I have to wonder what they would say if they knew that one of their largest tenants in one of their buildings sees me professionally. He lost a parent a few years ago and needed help with his grieving.

 

Then there is the family who could very likely live in the surrounding neighborhood whose son is bipolar. They have been working with me for years and credit their son’s success in college to his compliance with his medications. In therapy he was able to come to terms with his mood issues and recognize that he benefits from the support of his parents and therapy. He will make a difference in this world someday and we may all benefit.

 

Then there are those who see me in marital therapy. One of the couples could include the building owner's classroom teacher or maybe a husband who led their son in a Boy Scout troop. Most recently, I started seeing a woman who found out about her husband’s many infidelities. She blamed herself and now understands that his discretions are not due to her inadequacies but are due to his choice to be disloyal and deceptive. Their divorce will be final soon and she benefits from the support provided in therapy. She would tell anyone that talking with someone who is objective has helped her understand that she has to develop some kind of relationship with the father of her children. She is getting there and her anger is finally manageable.

 

She is a mom, a sister, a friend, and a daughter. Her value to those around her and in her community proves that she is not crazy.

 

The man who is grieving is also not crazy.

 

The family coping with bipolar is also not crazy.

 

In over 20 years in my profession, I’ve come to this conclusion; When someone comes to therapy there is more “right” with him or her than there is wrong.

 

In my experience it is the “working well” who come to therapy.

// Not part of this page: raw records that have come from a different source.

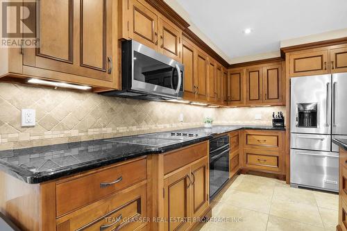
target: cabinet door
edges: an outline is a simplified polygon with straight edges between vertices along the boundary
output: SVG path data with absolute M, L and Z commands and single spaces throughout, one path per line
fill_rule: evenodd
M 112 81 L 112 1 L 45 0 L 36 3 L 36 22 L 31 23 L 37 25 L 40 46 L 24 49 L 24 65 Z M 57 74 L 51 78 L 65 80 Z M 69 80 L 85 83 L 81 78 Z
M 198 100 L 206 101 L 208 97 L 208 55 L 197 50 L 196 61 L 196 96 Z
M 161 18 L 159 19 L 159 31 L 161 52 L 180 62 L 181 31 L 173 23 Z
M 262 68 L 246 70 L 246 103 L 250 105 L 262 103 Z
M 244 70 L 232 70 L 228 76 L 228 101 L 230 105 L 244 103 Z
M 142 0 L 133 0 L 129 36 L 144 45 L 158 50 L 158 16 Z
M 331 72 L 347 71 L 347 48 L 330 50 Z
M 223 92 L 223 103 L 228 104 L 228 71 L 226 69 L 223 71 L 221 89 Z
M 282 65 L 264 67 L 264 103 L 282 102 Z
M 328 50 L 290 55 L 291 77 L 321 75 L 328 73 Z
M 183 41 L 182 62 L 185 65 L 184 99 L 194 99 L 196 92 L 195 85 L 195 53 L 193 46 L 185 40 Z
M 221 67 L 217 66 L 216 69 L 216 85 L 214 86 L 216 92 L 216 99 L 219 103 L 222 103 L 221 94 L 221 80 L 222 80 L 222 69 Z
M 214 61 L 210 60 L 208 62 L 208 101 L 216 101 L 216 69 Z
M 192 217 L 198 217 L 208 206 L 208 159 L 203 158 L 191 166 Z
M 190 217 L 190 168 L 187 167 L 164 181 L 164 212 L 168 221 L 164 226 L 167 231 L 185 230 L 190 225 L 189 221 L 169 221 L 170 218 Z

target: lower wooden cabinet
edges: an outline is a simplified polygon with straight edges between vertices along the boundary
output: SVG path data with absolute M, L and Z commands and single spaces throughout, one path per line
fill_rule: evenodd
M 208 160 L 203 158 L 191 166 L 192 217 L 198 217 L 208 206 Z
M 208 178 L 208 159 L 203 157 L 164 180 L 164 230 L 185 230 L 189 219 L 202 215 L 209 205 Z
M 164 230 L 185 230 L 190 225 L 184 218 L 191 216 L 190 167 L 186 167 L 164 181 Z M 182 219 L 174 220 L 176 218 Z M 171 220 L 172 219 L 172 220 Z
M 280 175 L 286 174 L 284 131 L 246 130 L 243 131 L 242 168 Z
M 146 184 L 139 184 L 58 219 L 57 231 L 132 231 L 142 225 L 134 221 L 144 219 L 146 210 Z

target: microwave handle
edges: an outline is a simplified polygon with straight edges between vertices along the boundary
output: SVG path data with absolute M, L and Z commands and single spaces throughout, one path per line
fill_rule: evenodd
M 182 84 L 182 74 L 180 73 L 180 67 L 176 65 L 176 69 L 177 69 L 177 74 L 178 75 L 178 83 L 177 84 L 177 89 L 176 89 L 176 94 L 178 94 L 180 89 L 180 85 Z

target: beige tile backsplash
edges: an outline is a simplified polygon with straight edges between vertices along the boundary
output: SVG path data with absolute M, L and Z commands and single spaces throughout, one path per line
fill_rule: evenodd
M 22 109 L 36 110 L 36 126 L 21 126 Z M 0 83 L 0 150 L 201 126 L 205 117 L 215 124 L 270 125 L 272 112 L 285 109 L 212 108 Z

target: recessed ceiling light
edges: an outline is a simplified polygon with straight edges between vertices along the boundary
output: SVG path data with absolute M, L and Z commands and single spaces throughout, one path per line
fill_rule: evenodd
M 244 33 L 246 35 L 250 34 L 251 33 L 252 33 L 252 29 L 250 28 L 247 28 L 244 30 Z

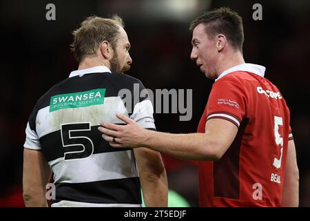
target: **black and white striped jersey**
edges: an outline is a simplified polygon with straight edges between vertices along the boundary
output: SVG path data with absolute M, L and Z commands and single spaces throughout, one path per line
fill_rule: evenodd
M 98 127 L 124 124 L 118 113 L 155 129 L 152 102 L 139 96 L 143 89 L 138 79 L 97 66 L 72 72 L 39 99 L 24 147 L 41 151 L 54 173 L 52 206 L 141 206 L 133 151 L 111 147 Z M 131 102 L 121 90 L 132 95 Z

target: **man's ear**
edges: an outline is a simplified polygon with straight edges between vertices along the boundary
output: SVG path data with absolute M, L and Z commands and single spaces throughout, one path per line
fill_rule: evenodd
M 102 56 L 106 59 L 109 59 L 111 57 L 111 50 L 110 47 L 109 41 L 103 41 L 101 42 L 101 44 L 99 46 L 99 50 L 100 52 L 101 53 Z
M 221 51 L 227 44 L 227 39 L 224 35 L 220 34 L 216 37 L 216 48 L 218 52 Z

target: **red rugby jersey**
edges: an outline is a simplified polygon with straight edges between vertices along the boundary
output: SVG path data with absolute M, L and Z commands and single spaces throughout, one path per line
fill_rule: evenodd
M 245 64 L 222 73 L 212 86 L 198 132 L 206 122 L 228 120 L 237 135 L 220 160 L 199 163 L 201 206 L 280 206 L 289 140 L 289 110 L 265 68 Z

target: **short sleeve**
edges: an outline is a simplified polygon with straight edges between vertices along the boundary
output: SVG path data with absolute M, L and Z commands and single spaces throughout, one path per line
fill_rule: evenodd
M 228 76 L 212 86 L 207 104 L 207 120 L 220 118 L 239 127 L 246 110 L 246 93 L 240 81 Z
M 139 99 L 135 101 L 134 110 L 130 117 L 144 128 L 156 130 L 153 117 L 153 104 L 147 90 L 144 88 L 141 81 L 139 82 L 139 95 L 136 95 L 136 97 L 139 97 Z
M 27 124 L 25 129 L 26 138 L 23 146 L 28 149 L 41 150 L 41 146 L 39 137 L 35 131 L 30 128 L 29 122 Z

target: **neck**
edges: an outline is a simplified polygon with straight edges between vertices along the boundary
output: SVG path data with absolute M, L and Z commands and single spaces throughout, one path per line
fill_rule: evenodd
M 227 69 L 245 63 L 242 54 L 239 51 L 231 52 L 228 56 L 226 55 L 219 61 L 219 66 L 216 71 L 217 77 Z
M 96 66 L 106 66 L 108 68 L 110 67 L 110 62 L 107 60 L 100 60 L 99 58 L 94 57 L 85 57 L 79 64 L 78 70 L 87 69 Z

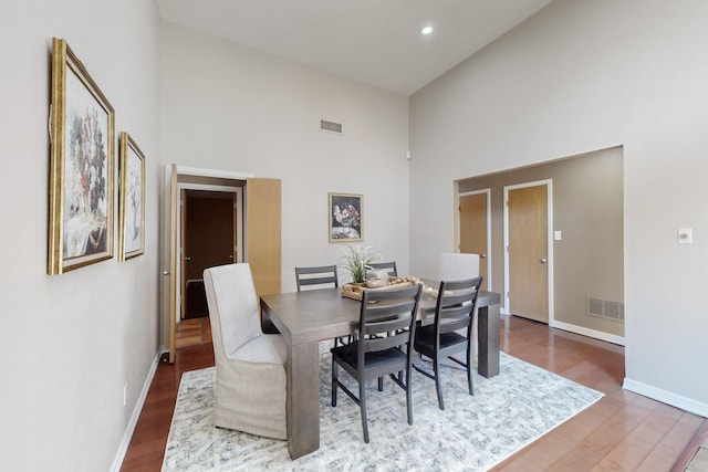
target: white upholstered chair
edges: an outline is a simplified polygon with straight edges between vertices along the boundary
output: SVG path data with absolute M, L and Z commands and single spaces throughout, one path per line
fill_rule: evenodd
M 261 331 L 251 268 L 210 268 L 204 283 L 217 368 L 216 426 L 285 439 L 285 345 Z
M 479 276 L 479 254 L 444 253 L 438 260 L 438 280 L 460 281 Z

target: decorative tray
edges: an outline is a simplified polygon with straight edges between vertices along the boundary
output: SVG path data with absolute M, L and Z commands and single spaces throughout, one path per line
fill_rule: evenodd
M 342 296 L 353 300 L 362 300 L 365 291 L 382 291 L 382 290 L 397 290 L 404 286 L 413 286 L 413 284 L 423 283 L 418 277 L 405 276 L 405 277 L 391 277 L 387 285 L 377 287 L 367 287 L 363 284 L 347 283 L 342 285 Z

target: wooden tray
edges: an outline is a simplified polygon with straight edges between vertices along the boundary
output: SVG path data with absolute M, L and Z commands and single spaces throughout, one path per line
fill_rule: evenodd
M 345 296 L 347 298 L 353 298 L 353 300 L 362 300 L 362 297 L 364 296 L 364 292 L 368 290 L 372 290 L 372 291 L 397 290 L 397 289 L 403 289 L 404 286 L 413 286 L 413 282 L 402 282 L 402 283 L 381 286 L 376 289 L 367 289 L 365 286 L 347 283 L 342 285 L 342 296 Z

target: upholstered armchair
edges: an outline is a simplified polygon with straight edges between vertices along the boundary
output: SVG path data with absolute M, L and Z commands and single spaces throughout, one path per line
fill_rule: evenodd
M 216 426 L 287 438 L 285 345 L 264 335 L 251 268 L 204 271 L 217 369 Z

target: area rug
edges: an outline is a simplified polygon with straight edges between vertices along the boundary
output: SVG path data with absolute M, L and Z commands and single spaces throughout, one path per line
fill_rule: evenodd
M 324 343 L 320 364 L 317 451 L 293 461 L 285 441 L 215 428 L 216 369 L 210 367 L 183 375 L 163 472 L 485 471 L 603 397 L 501 353 L 498 376 L 475 375 L 475 396 L 467 391 L 465 370 L 442 368 L 445 411 L 438 409 L 435 382 L 414 373 L 413 426 L 406 421 L 403 389 L 389 379 L 383 392 L 376 382 L 367 386 L 366 444 L 356 403 L 340 391 L 337 406 L 331 406 L 331 356 Z M 347 379 L 345 373 L 340 376 Z

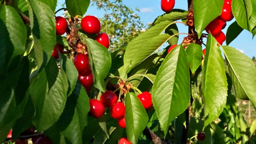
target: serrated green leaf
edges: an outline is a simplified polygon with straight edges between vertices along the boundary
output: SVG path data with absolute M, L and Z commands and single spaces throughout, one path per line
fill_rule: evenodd
M 128 93 L 125 99 L 127 137 L 133 144 L 137 144 L 138 138 L 147 125 L 148 114 L 135 94 Z
M 146 60 L 140 63 L 131 71 L 131 76 L 136 74 L 145 75 L 147 73 L 148 69 L 151 65 L 153 63 L 153 61 L 155 58 L 158 56 L 157 54 L 154 54 L 151 55 Z M 131 82 L 135 87 L 138 87 L 144 77 L 143 76 L 135 76 L 129 79 L 129 82 Z
M 228 83 L 221 52 L 215 38 L 207 38 L 202 72 L 202 92 L 205 115 L 205 127 L 217 119 L 225 107 Z
M 194 1 L 195 26 L 198 34 L 198 37 L 201 37 L 207 25 L 220 15 L 223 3 L 224 0 Z
M 236 21 L 231 24 L 228 28 L 226 35 L 227 45 L 229 45 L 239 34 L 243 29 L 241 27 Z
M 159 16 L 153 23 L 152 25 L 154 25 L 162 22 L 166 21 L 174 22 L 179 20 L 187 18 L 187 15 L 188 12 L 184 10 L 180 9 L 173 9 L 170 12 L 166 12 L 164 14 Z
M 172 35 L 178 33 L 179 30 L 178 30 L 178 27 L 176 24 L 170 25 L 165 30 L 165 33 L 167 33 L 170 35 Z M 177 45 L 179 35 L 177 35 L 171 38 L 168 40 L 168 43 L 171 45 Z
M 96 41 L 86 40 L 89 57 L 92 63 L 94 86 L 102 92 L 105 92 L 104 79 L 111 65 L 111 57 L 106 47 Z
M 28 0 L 31 27 L 38 69 L 50 60 L 56 44 L 54 1 Z M 55 10 L 55 8 L 54 8 Z M 42 65 L 43 64 L 44 65 Z
M 59 55 L 61 70 L 63 70 L 67 77 L 69 87 L 67 96 L 69 96 L 74 88 L 78 77 L 78 72 L 74 63 L 64 55 Z
M 159 68 L 152 92 L 153 104 L 164 136 L 169 124 L 189 105 L 189 81 L 186 52 L 179 45 L 167 55 Z
M 38 74 L 31 89 L 36 112 L 33 122 L 37 130 L 43 131 L 52 126 L 60 116 L 67 94 L 53 57 L 46 69 Z
M 256 70 L 251 59 L 236 49 L 223 47 L 229 74 L 232 79 L 236 96 L 243 99 L 250 99 L 256 107 Z
M 90 5 L 90 0 L 66 0 L 67 9 L 72 17 L 84 15 Z
M 203 55 L 202 47 L 192 43 L 189 45 L 186 50 L 186 54 L 191 72 L 194 73 L 201 64 L 201 57 Z
M 26 30 L 20 17 L 12 7 L 0 6 L 0 73 L 3 66 L 13 58 L 24 52 Z

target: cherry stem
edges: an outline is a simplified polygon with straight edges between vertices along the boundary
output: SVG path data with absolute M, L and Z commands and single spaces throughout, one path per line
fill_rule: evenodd
M 150 82 L 152 82 L 152 84 L 154 83 L 153 82 L 152 82 L 151 80 L 151 79 L 150 79 L 148 77 L 147 77 L 146 75 L 144 75 L 144 74 L 140 74 L 133 75 L 132 76 L 128 78 L 127 79 L 125 80 L 125 81 L 124 82 L 124 83 L 126 83 L 127 82 L 127 81 L 128 80 L 129 80 L 129 79 L 131 79 L 131 78 L 132 78 L 133 77 L 136 77 L 136 76 L 143 76 L 143 77 L 146 77 L 148 79 L 148 80 L 149 80 L 149 81 Z
M 67 10 L 67 8 L 60 8 L 59 9 L 57 10 L 57 11 L 56 12 L 55 12 L 54 13 L 54 15 L 56 15 L 56 14 L 57 13 L 58 13 L 58 12 L 59 12 L 60 11 L 61 11 L 61 10 L 64 10 L 64 11 Z

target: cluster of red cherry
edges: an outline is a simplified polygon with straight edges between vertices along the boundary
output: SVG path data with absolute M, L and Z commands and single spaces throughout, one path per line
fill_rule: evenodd
M 56 35 L 64 35 L 66 31 L 68 24 L 66 19 L 61 17 L 57 17 L 56 20 Z M 100 31 L 100 22 L 98 19 L 92 16 L 87 16 L 81 22 L 82 29 L 87 33 L 97 35 L 95 40 L 107 48 L 109 47 L 109 38 L 105 33 L 99 34 Z M 85 47 L 86 48 L 86 47 Z M 59 58 L 60 53 L 65 53 L 64 46 L 57 44 L 54 47 L 52 55 L 56 59 Z M 83 53 L 77 55 L 74 60 L 74 63 L 79 73 L 78 79 L 85 88 L 89 88 L 93 84 L 93 76 L 92 74 L 88 56 Z
M 234 18 L 231 8 L 232 0 L 225 0 L 221 15 L 214 19 L 205 28 L 207 33 L 211 33 L 220 44 L 226 40 L 225 34 L 221 31 L 226 25 L 226 22 Z
M 25 131 L 22 132 L 20 136 L 33 136 L 37 134 L 36 132 L 36 129 L 35 127 L 32 127 L 29 129 L 27 129 Z M 13 132 L 13 130 L 11 129 L 9 132 L 9 134 L 7 136 L 8 138 L 12 138 L 12 133 Z M 43 135 L 40 135 L 38 136 L 31 136 L 31 141 L 33 144 L 51 144 L 51 140 L 47 137 L 46 137 Z M 11 141 L 11 140 L 10 140 Z M 28 144 L 28 139 L 17 139 L 15 141 L 15 144 Z

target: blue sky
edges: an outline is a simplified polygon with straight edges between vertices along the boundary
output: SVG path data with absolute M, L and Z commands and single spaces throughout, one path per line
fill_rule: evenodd
M 60 5 L 64 3 L 64 1 L 62 0 L 58 1 L 60 2 L 58 3 L 57 10 L 61 7 Z M 136 7 L 140 10 L 140 12 L 136 12 L 136 13 L 141 17 L 141 20 L 145 25 L 153 22 L 158 16 L 164 13 L 161 10 L 161 0 L 123 0 L 123 2 L 124 4 L 134 10 Z M 187 0 L 176 0 L 174 8 L 187 10 Z M 57 15 L 61 15 L 61 12 L 59 12 Z M 100 17 L 103 17 L 104 14 L 104 11 L 98 10 L 96 7 L 90 7 L 86 14 L 87 15 L 96 15 Z M 226 34 L 229 25 L 235 21 L 234 18 L 232 21 L 227 22 L 226 28 L 223 30 L 224 33 Z M 178 24 L 177 26 L 179 32 L 187 32 L 187 27 L 182 24 Z M 184 35 L 180 36 L 178 44 L 181 43 L 184 36 Z M 252 34 L 248 31 L 244 30 L 229 46 L 238 49 L 245 55 L 252 58 L 253 56 L 256 56 L 256 37 L 254 40 L 252 38 Z M 205 40 L 204 42 L 206 43 Z M 223 45 L 225 45 L 225 42 L 224 42 Z

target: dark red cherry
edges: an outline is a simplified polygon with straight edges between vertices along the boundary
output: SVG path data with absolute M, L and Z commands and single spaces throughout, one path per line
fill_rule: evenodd
M 213 37 L 215 38 L 217 42 L 218 42 L 220 45 L 222 45 L 223 42 L 226 40 L 226 36 L 222 32 L 217 35 L 214 35 Z
M 171 51 L 172 50 L 172 49 L 174 49 L 175 47 L 176 47 L 177 45 L 174 45 L 171 46 L 171 47 L 170 47 L 170 48 L 169 48 L 169 50 L 168 50 L 168 53 L 170 53 L 170 52 L 171 52 Z
M 206 32 L 212 35 L 216 35 L 221 32 L 225 22 L 219 18 L 216 18 L 210 22 L 205 28 Z
M 227 3 L 231 5 L 232 3 L 232 0 L 224 0 L 224 3 Z
M 106 48 L 108 48 L 109 47 L 109 37 L 105 33 L 102 33 L 97 35 L 95 39 L 98 42 L 106 47 Z
M 204 54 L 204 55 L 205 55 L 205 49 L 203 50 L 203 54 Z
M 28 139 L 21 140 L 20 139 L 17 139 L 15 141 L 15 144 L 28 144 Z
M 175 5 L 175 0 L 161 0 L 161 8 L 165 12 L 172 10 Z
M 100 22 L 95 16 L 87 15 L 81 21 L 81 27 L 84 31 L 91 34 L 97 34 L 100 31 Z
M 133 144 L 127 138 L 123 138 L 119 140 L 119 144 Z
M 103 115 L 105 111 L 105 107 L 101 102 L 96 99 L 90 99 L 89 115 L 98 119 Z
M 229 22 L 234 18 L 231 5 L 225 3 L 224 4 L 222 12 L 219 17 L 226 22 Z
M 74 64 L 80 74 L 86 75 L 90 70 L 89 59 L 84 54 L 77 55 L 74 59 Z
M 126 124 L 125 124 L 125 119 L 124 117 L 118 119 L 118 125 L 121 128 L 125 129 L 126 128 Z
M 108 91 L 100 96 L 100 101 L 106 107 L 111 107 L 116 104 L 118 97 L 112 91 Z
M 41 137 L 37 139 L 35 144 L 52 144 L 51 139 L 47 137 Z
M 56 17 L 56 35 L 62 35 L 66 32 L 67 22 L 65 18 L 61 17 Z
M 138 97 L 140 99 L 143 107 L 146 109 L 148 109 L 152 106 L 152 97 L 151 94 L 149 92 L 143 92 L 142 94 L 138 95 Z
M 124 117 L 125 108 L 124 104 L 119 102 L 110 109 L 110 115 L 114 119 L 119 119 Z
M 205 133 L 204 132 L 202 132 L 198 134 L 197 136 L 197 139 L 200 141 L 203 141 L 205 139 Z
M 85 76 L 79 74 L 78 78 L 80 82 L 85 88 L 88 88 L 93 84 L 93 75 L 92 73 Z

It is a sign of strength, not a sign of weakness to ask for help. We all have gaps in our ability to cope, especially when we feel isolated, stressed, misunderstood, or when we lack the education to know what to do or we run out of ideas of what to do next.

 

That is where a good psychologist can help.

 

My job is to work myself out of a job. If I do my job well, you won’t become dependent on me or the process of therapy. You will benefit for having had the experience. The real therapy happens between our sessions because of what you think and do differently for having been in my office. I don’t make decisions for you. I help you know what you need to consider as you make the decisions for yourself.

 

I’ve been in the same office building for almost 15 years now. I was pregnant with my youngest son, Sam, when we sealed the deal for my original lease. It’s cozy and my office is kind of an odd shape. You can hear people walking up the stairs with a pounding rhythm to their steps. I’ve gotten use to it and so have the people who see me professionally. It adds a bit of charm.

 

On second thought . . . I didn’t want your stinking lease at the new place anyway. I like it right where I am. I think I’ll stay.